Artikel Kitab Elektronik
Sering kali kita membicarakan hak-hak suami dan kewajiban istri, dan keharusannya istri menurut dan melayani suami kapan saja suami mau. “Bila seorang suami memanggil istrinya ke ranjang lalu tidak dituruti,
hingga sang suami tidur dalam keadaan marah kepadanya niscaya para
malaikat melaknati dirinya sampai Shubuh,” (Muttafaq ‘Alaih dari hadits
abu Hurairah).
“Demi Dzat yang jiwaku berada di tanganNya, tidak seorang suamipun
yangmengajak istrinya ke ranjang lalu sang istri enggan memenuhi
panggilannya melainkan yang di atas langit (Allah Ta’ala) marah
kepadanya sampai suaminya ridha kepadanya,” (HR.Muslim).
Namun bagaimana jika istri yang meminta? Nah, apakah suami boleh
menolak? Ulama berpendapat yang berlandaskan pada hadist shahih dan ayat
Al- Qur’an bahwa wajib hukumnya seorang suami memuaskan istri dengan
hubungan seksualnya.
Ibnu Qudamah berkata "Jima itu wajib bagi suami jika tidak ada udzur".
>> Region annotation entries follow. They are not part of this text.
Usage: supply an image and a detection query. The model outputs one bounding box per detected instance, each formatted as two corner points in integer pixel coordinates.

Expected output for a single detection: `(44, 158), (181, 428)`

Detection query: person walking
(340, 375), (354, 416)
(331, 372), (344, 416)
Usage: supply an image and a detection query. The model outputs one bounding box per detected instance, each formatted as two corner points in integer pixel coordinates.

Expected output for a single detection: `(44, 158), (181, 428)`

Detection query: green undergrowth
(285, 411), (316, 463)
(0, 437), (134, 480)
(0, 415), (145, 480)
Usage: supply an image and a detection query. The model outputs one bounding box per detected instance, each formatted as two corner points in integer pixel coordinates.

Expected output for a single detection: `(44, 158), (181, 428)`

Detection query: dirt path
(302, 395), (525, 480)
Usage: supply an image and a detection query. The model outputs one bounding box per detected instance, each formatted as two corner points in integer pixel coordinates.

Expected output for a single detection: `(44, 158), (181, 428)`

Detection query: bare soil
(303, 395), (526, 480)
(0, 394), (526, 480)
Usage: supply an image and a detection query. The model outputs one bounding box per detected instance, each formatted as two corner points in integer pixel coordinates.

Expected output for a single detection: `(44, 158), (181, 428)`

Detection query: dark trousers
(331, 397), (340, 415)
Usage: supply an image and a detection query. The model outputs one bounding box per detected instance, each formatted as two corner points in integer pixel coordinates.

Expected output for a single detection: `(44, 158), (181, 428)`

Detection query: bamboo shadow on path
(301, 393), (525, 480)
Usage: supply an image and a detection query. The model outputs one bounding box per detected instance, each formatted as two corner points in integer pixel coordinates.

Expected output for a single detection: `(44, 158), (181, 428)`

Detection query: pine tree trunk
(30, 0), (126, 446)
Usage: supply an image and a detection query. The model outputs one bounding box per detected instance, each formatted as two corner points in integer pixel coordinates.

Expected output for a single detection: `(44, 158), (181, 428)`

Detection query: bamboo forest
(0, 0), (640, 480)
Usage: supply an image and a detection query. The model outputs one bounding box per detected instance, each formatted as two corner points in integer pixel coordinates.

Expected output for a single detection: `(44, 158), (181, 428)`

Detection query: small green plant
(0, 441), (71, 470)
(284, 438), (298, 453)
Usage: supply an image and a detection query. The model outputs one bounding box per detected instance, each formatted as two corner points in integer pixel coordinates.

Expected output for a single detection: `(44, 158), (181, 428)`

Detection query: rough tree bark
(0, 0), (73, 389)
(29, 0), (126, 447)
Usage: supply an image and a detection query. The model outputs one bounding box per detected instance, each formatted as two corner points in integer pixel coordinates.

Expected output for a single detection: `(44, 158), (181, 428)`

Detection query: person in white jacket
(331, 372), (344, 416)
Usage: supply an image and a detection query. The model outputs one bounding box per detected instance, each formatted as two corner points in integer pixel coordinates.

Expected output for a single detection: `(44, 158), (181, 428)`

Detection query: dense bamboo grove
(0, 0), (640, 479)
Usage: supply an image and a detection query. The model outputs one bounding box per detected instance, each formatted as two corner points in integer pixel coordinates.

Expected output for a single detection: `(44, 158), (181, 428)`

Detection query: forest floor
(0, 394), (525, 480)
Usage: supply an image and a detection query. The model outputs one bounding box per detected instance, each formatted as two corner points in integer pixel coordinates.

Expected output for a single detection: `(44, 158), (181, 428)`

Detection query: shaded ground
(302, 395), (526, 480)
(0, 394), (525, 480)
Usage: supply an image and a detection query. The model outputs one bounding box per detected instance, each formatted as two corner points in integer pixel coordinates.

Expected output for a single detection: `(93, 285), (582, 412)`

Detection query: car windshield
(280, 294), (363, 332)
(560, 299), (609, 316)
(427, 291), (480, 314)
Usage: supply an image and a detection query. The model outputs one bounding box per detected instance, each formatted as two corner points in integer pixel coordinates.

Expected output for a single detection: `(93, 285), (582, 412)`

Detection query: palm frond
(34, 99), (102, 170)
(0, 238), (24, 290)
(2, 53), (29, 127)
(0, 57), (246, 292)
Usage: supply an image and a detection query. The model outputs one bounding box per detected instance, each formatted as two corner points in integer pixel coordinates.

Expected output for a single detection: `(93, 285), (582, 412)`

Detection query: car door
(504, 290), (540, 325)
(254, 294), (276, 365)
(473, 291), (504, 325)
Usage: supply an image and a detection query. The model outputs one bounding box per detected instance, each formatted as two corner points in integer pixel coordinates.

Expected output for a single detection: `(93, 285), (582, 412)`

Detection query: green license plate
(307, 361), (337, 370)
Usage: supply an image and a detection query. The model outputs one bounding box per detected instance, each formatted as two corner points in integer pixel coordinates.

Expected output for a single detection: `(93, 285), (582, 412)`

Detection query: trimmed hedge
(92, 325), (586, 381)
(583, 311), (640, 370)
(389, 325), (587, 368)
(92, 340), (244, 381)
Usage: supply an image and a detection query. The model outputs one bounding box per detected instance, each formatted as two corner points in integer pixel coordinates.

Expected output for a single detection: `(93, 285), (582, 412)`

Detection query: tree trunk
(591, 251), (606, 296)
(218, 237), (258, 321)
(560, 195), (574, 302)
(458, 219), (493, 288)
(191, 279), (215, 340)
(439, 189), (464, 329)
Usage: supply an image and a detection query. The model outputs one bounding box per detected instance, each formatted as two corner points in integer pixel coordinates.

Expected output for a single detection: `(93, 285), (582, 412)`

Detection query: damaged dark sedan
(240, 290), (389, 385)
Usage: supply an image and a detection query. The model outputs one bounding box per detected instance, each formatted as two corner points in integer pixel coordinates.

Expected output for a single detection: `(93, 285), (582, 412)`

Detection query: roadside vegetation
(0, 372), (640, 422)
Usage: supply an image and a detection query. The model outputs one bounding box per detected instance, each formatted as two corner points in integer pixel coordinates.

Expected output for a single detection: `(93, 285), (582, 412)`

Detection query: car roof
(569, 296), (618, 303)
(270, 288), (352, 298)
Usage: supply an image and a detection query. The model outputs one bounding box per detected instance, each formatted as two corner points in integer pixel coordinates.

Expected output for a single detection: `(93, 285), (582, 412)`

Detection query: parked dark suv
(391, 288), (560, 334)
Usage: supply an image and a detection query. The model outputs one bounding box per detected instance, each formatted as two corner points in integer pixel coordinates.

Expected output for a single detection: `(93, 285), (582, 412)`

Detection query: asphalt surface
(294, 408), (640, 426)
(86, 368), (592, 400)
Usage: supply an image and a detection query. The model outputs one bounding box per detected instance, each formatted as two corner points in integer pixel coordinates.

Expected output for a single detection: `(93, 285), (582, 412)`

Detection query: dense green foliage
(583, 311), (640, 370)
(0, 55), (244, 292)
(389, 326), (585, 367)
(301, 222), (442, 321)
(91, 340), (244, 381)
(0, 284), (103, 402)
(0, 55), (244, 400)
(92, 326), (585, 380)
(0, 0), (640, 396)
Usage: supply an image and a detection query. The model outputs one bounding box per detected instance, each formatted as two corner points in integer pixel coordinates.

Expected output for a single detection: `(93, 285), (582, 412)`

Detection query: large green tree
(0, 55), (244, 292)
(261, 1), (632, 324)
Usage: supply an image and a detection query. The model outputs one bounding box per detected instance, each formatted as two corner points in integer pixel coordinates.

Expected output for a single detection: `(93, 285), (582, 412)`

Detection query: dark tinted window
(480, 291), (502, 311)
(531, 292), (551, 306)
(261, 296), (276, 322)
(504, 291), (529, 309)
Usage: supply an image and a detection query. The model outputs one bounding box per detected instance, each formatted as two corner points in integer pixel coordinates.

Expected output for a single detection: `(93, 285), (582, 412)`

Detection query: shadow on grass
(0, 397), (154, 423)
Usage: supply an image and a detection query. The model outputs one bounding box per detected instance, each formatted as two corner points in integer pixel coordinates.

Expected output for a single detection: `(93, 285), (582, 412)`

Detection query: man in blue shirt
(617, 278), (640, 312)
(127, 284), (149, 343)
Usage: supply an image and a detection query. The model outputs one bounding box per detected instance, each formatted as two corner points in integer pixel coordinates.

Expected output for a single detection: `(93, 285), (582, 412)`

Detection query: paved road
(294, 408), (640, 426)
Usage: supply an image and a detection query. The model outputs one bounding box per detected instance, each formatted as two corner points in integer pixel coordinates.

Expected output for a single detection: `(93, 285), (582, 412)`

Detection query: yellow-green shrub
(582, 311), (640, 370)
Maksud dari Ibnu Qudamah tersebut adalah bahwasanya wajib bagi suami
untuk memuaskan istrinya karena ini hak istri atas suami. Sebagaimana
diketahui bahwa wanita teramat tersiksa bilamana hak ini (hubungan seks)
tidak terpenuhi karena pada umumnya fitrah wanita sangat besar
nafsunya, sebagaimana penjelasan Imam Qurtuby bahwa perbandingan syahwat
wanita adalah sembilan banding satu.
Wajib disini adalah bila perkara ini tiada ditunaikan maka akan
mendatangkan dosa atas pelanggaran syara’ dalam hak dan kewajiban dalam
pernikahan. Dan hendaknya seorang istri menuntut haknya dan suami
menuruti tuntutan istrinya atas haknya dan menjalankan kewajibanya
selaku suami.
Jadi kesimpulanya adalah seorang suami dibebankan kewajiban untuk
menyenggamai istrinya yang dimana bila ia tidak menggauli istrinya maka
ia juga dikenai dosa atas kelalaian kewajibanya dan kedzolimanya. Dan
tidak istri saja yang terkena ancaman dosa bila tidak bersedia
berhubungan seks. Keduanya suami dan istri saling berkewajiban untuk
melakukan hubungan seks. Karena dalam masalah pernikahan keduanya
memiliki satu hak antara satu dengan lainya dan satu kewajiban antara
satu dengan lainya. Allah swt berfirman : “Dan para wanita mempunyai hak
yang seimbang dengan kewajibannya menurut cara yang ma’ruf.”(QS.2:228)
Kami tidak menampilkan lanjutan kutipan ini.